We have always felt that the UK is more susceptible to economic vulnerability due to its interest rate sensitivity. 2024 is unlikely to be a smooth ride for the UK economy as more homeowners are remortgaging into significantly higher interest rates. That said, there are also reasons for optimism due to the prospects of rate cuts later in the year as disinflation continues.
Employees now have increased purchasing power as wages are exceeding inflation. Despite negative forecasts, home prices are increasing on a monthly basis.
Megan Greene, a policymaker at the Bank of England, has stated her desire to see more proof of inflation decreasing before making a decision to decrease interest rates.
One of the six BoE policymakers, Greene, voted to maintain the current interest rates this month. This is a change from their previous vote in favor of increasing borrowing costs.

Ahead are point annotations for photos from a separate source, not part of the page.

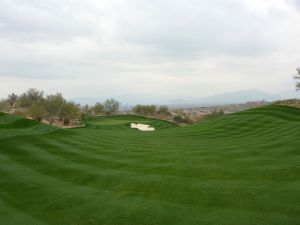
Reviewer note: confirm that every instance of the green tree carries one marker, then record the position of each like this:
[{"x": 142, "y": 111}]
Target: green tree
[
  {"x": 98, "y": 108},
  {"x": 111, "y": 106},
  {"x": 12, "y": 98},
  {"x": 297, "y": 78}
]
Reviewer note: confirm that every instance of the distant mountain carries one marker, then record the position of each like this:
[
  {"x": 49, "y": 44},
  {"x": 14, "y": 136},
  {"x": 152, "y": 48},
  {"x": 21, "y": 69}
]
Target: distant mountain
[
  {"x": 220, "y": 99},
  {"x": 235, "y": 98},
  {"x": 85, "y": 100},
  {"x": 239, "y": 97}
]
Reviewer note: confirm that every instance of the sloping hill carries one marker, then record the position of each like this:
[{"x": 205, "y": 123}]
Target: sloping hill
[{"x": 242, "y": 168}]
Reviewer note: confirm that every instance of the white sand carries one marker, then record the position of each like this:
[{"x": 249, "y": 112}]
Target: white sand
[{"x": 142, "y": 127}]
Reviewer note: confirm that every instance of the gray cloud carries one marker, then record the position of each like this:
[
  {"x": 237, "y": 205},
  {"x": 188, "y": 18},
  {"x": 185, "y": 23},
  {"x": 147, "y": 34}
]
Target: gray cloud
[{"x": 200, "y": 44}]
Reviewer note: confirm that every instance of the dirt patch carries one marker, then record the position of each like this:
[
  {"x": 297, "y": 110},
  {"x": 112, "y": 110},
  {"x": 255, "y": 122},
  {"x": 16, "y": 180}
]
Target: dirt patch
[{"x": 142, "y": 127}]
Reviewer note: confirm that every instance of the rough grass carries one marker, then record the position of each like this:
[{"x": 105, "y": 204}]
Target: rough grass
[{"x": 238, "y": 169}]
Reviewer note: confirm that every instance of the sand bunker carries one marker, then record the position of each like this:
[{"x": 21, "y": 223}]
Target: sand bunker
[{"x": 142, "y": 127}]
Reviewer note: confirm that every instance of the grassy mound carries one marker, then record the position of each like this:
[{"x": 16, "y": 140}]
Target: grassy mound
[{"x": 242, "y": 168}]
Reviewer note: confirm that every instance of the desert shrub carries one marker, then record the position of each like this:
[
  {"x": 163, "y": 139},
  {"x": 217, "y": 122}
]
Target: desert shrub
[
  {"x": 182, "y": 118},
  {"x": 163, "y": 110}
]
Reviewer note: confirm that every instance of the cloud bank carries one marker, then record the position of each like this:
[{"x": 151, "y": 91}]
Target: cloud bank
[{"x": 137, "y": 47}]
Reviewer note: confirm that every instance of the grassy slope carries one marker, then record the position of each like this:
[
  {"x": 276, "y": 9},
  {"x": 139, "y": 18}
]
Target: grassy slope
[{"x": 239, "y": 169}]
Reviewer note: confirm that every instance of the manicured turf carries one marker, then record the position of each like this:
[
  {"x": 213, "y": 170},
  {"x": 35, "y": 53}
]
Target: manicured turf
[{"x": 239, "y": 169}]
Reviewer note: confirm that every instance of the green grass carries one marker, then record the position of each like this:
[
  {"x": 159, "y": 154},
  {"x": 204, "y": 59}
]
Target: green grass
[{"x": 239, "y": 169}]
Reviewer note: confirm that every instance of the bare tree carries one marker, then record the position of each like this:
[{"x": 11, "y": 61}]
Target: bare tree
[
  {"x": 111, "y": 106},
  {"x": 30, "y": 97},
  {"x": 12, "y": 98},
  {"x": 98, "y": 108},
  {"x": 54, "y": 105}
]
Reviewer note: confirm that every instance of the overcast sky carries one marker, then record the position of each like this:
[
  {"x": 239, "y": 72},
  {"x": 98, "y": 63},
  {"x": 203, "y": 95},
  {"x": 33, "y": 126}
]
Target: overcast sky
[{"x": 159, "y": 48}]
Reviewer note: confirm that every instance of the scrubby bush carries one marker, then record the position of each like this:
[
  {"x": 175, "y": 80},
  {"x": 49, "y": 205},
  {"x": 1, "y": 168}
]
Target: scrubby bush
[
  {"x": 145, "y": 109},
  {"x": 182, "y": 118},
  {"x": 163, "y": 110},
  {"x": 111, "y": 106}
]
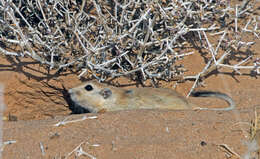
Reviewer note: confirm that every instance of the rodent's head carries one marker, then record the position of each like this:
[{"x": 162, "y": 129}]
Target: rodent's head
[{"x": 91, "y": 96}]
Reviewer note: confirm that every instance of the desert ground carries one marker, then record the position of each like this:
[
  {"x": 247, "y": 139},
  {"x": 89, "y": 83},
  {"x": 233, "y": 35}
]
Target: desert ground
[{"x": 36, "y": 104}]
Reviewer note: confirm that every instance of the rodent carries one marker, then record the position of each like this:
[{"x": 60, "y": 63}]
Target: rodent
[{"x": 95, "y": 97}]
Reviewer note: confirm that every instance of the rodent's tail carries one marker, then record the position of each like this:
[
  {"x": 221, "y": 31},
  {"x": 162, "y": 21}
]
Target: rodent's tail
[{"x": 223, "y": 96}]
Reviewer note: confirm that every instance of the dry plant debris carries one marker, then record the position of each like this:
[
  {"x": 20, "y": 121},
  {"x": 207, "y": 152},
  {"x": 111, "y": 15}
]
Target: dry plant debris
[{"x": 134, "y": 38}]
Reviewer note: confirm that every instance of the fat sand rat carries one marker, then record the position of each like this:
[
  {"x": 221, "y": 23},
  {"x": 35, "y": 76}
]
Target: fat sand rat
[{"x": 96, "y": 97}]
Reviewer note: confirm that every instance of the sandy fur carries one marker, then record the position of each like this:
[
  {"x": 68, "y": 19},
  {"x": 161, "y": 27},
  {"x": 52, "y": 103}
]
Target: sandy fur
[{"x": 126, "y": 99}]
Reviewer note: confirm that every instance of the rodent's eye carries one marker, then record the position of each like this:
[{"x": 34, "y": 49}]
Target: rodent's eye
[{"x": 88, "y": 87}]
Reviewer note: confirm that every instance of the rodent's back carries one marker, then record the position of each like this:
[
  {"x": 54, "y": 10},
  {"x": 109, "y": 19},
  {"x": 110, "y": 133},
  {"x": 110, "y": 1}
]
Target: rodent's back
[{"x": 101, "y": 97}]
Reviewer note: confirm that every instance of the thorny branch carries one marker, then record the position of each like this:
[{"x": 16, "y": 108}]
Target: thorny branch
[{"x": 134, "y": 38}]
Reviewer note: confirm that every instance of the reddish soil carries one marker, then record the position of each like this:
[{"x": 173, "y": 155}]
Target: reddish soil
[{"x": 36, "y": 100}]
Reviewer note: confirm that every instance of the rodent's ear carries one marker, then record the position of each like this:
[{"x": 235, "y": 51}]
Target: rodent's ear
[{"x": 106, "y": 93}]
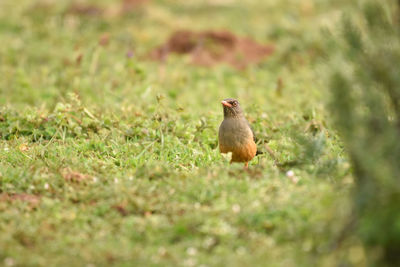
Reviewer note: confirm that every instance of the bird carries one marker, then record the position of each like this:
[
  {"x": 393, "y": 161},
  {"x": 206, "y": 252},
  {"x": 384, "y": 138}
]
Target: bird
[{"x": 235, "y": 134}]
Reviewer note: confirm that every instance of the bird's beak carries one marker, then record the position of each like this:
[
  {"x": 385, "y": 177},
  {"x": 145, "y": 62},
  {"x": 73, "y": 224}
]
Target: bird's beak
[{"x": 226, "y": 104}]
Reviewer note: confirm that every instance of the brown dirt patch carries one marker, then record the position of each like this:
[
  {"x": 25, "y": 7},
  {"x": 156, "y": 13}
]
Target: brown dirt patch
[
  {"x": 85, "y": 10},
  {"x": 32, "y": 200},
  {"x": 209, "y": 48},
  {"x": 74, "y": 176}
]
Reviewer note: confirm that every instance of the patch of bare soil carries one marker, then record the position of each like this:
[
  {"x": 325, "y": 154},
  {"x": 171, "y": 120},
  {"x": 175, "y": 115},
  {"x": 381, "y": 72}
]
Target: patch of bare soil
[
  {"x": 32, "y": 200},
  {"x": 74, "y": 176},
  {"x": 209, "y": 48}
]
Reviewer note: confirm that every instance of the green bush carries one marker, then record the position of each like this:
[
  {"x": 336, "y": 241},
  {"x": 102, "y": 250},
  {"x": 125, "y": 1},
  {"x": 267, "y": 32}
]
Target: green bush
[{"x": 366, "y": 107}]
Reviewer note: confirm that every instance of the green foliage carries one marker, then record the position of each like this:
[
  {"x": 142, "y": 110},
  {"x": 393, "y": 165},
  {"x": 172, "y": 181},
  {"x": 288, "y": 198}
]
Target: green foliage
[
  {"x": 366, "y": 106},
  {"x": 109, "y": 159}
]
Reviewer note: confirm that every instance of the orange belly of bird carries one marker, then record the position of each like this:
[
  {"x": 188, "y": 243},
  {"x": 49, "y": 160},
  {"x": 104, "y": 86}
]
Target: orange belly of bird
[{"x": 242, "y": 153}]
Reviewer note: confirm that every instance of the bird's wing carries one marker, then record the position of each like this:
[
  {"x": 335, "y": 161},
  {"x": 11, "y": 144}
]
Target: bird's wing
[{"x": 254, "y": 138}]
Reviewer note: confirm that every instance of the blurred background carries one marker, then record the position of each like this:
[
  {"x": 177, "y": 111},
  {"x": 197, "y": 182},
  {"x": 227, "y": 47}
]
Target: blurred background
[{"x": 109, "y": 113}]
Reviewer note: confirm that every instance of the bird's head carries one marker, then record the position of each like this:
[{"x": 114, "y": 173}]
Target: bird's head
[{"x": 231, "y": 108}]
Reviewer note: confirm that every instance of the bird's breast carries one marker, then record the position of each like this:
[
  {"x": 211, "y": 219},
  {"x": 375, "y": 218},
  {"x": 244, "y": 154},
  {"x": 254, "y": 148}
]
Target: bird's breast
[{"x": 234, "y": 133}]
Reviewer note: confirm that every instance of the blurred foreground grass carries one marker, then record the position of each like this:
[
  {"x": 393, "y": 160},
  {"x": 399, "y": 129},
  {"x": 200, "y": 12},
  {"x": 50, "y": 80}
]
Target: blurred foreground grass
[{"x": 109, "y": 158}]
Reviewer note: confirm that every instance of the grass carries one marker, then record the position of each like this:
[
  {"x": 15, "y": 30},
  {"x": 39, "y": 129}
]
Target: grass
[{"x": 111, "y": 160}]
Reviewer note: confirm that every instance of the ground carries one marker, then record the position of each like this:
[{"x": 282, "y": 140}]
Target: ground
[{"x": 110, "y": 157}]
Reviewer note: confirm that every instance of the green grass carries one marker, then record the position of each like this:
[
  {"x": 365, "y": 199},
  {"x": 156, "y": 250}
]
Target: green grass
[{"x": 119, "y": 155}]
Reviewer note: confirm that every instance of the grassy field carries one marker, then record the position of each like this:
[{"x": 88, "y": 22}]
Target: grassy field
[{"x": 109, "y": 159}]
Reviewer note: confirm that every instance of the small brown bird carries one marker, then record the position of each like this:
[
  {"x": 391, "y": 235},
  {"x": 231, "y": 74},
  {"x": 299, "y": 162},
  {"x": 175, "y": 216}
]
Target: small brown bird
[{"x": 235, "y": 134}]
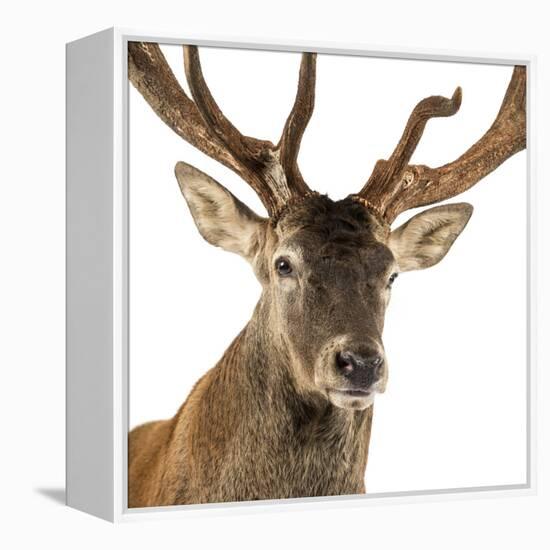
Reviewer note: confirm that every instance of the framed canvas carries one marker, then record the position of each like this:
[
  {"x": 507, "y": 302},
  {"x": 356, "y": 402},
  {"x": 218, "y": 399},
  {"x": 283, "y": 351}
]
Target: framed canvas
[{"x": 201, "y": 381}]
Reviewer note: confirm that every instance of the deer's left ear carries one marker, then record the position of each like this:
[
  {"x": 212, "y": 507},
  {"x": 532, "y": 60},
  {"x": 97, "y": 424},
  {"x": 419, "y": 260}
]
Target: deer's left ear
[
  {"x": 425, "y": 239},
  {"x": 221, "y": 218}
]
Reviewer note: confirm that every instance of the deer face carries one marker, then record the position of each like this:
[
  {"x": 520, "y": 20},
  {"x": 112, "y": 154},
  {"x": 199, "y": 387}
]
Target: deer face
[{"x": 327, "y": 269}]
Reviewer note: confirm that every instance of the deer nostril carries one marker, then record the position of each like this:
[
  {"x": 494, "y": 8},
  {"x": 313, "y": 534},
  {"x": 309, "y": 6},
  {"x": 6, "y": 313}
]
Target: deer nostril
[
  {"x": 352, "y": 363},
  {"x": 345, "y": 362}
]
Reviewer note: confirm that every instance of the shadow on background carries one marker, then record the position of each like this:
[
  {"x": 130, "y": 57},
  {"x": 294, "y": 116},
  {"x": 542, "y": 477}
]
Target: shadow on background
[{"x": 57, "y": 494}]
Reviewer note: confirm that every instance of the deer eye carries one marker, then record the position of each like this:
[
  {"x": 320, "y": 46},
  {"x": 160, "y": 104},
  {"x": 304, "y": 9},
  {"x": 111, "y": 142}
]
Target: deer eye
[
  {"x": 392, "y": 278},
  {"x": 283, "y": 267}
]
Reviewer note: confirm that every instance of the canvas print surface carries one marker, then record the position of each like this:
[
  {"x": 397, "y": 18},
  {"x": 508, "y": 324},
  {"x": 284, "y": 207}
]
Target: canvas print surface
[{"x": 327, "y": 275}]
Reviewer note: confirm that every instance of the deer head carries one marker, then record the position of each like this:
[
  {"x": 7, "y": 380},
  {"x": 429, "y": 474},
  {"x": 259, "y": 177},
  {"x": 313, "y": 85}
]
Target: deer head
[{"x": 326, "y": 267}]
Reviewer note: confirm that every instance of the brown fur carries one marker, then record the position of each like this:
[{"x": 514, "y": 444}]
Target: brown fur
[{"x": 261, "y": 423}]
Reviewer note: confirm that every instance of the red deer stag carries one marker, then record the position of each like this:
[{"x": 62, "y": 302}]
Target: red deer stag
[{"x": 287, "y": 410}]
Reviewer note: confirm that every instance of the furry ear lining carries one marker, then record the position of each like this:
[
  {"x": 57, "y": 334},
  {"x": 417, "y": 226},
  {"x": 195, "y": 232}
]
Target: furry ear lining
[
  {"x": 220, "y": 217},
  {"x": 426, "y": 238}
]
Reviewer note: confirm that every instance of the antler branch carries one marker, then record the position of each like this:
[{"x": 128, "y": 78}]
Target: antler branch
[
  {"x": 395, "y": 186},
  {"x": 291, "y": 138},
  {"x": 270, "y": 170}
]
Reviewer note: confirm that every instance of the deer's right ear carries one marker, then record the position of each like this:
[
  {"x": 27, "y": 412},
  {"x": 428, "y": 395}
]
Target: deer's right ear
[{"x": 221, "y": 218}]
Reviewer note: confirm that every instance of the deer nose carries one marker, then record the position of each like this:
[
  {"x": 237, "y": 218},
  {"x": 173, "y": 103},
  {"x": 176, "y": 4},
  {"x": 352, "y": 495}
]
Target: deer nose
[{"x": 363, "y": 368}]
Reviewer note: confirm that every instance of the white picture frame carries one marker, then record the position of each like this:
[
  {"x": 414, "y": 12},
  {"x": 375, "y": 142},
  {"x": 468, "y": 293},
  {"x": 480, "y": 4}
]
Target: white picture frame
[{"x": 97, "y": 306}]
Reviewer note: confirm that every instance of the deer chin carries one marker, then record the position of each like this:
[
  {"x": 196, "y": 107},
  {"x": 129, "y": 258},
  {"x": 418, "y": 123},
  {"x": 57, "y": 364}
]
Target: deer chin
[{"x": 357, "y": 400}]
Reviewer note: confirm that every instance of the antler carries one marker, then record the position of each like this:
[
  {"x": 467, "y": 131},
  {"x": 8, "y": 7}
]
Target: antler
[
  {"x": 271, "y": 170},
  {"x": 394, "y": 186}
]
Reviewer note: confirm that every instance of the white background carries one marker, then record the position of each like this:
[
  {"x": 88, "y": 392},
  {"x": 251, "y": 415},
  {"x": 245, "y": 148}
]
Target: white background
[
  {"x": 454, "y": 411},
  {"x": 32, "y": 278}
]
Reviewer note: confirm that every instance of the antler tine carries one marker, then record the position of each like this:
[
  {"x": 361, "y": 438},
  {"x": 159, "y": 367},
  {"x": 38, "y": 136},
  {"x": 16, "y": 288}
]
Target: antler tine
[
  {"x": 151, "y": 75},
  {"x": 297, "y": 121},
  {"x": 245, "y": 149},
  {"x": 201, "y": 122},
  {"x": 392, "y": 191}
]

During a speech at Fitch, Greene forecasts that monetary policy will continue to be restrictive in order to lower inflation to the 2% target, which was still at 4% in January.
Greene says:
Due to recent changes in demand and inflation, it is evident that the monetary policy in the UK is restrictive. However, considering the ongoing wage and services price pressures in the UK, which are higher compared to other countries, I believe that the policy will need to continue being restrictive for a period of time in order to achieve sustainable inflation levels that align with the target.
I am encouraged by recent indications that the level of persistence is beginning to decrease. Based on this, I believe that the current policy is restrictive enough to bring inflation back to its targeted level in the medium term. However, I would require additional proof that inflation persistence is not as deeply rooted as previously thought before I would consider voting to relax policy.
According to Greene, the UK has experienced a “double whammy” of a significant and enduring terms of trade shock, similar to that of the EU, and a tight labor market comparable to that of the US.
This indicates that the UK is more at risk for “inflation persistence.”
Additionally, she mentions that the impacts of Brexit and the pandemic have resulted in a much weaker supply in the UK compared to the US over the past few years.
The UK economy is expected to grow in the current quarter according to NIESR, the institute for economic forecasting.
It is predicted that the GDP will increase by 0.2% in the first quarter of January-March.
NIESR economist Paula Bejarano Carbo stated:
The latest ONS report shows that the fourth quarter of 2023 saw a 0.3% decrease in GDP, making it the second consecutive quarter of decline. According to the usual measure, this indicates that the UK economy experienced a mild recession in the latter half of 2023.
Unfortunately, this measurement is subjective and does not provide significant insight. A more accurate depiction of the UK economy would be that GDP decreased from the first quarter of 2022 to the final quarter of 2023. Additionally, GDP per capita is still below pre-Covid levels.
The bigger concern of stagnant growth and its negative effects on future quality of life should be the focus of current news, rather than minor details.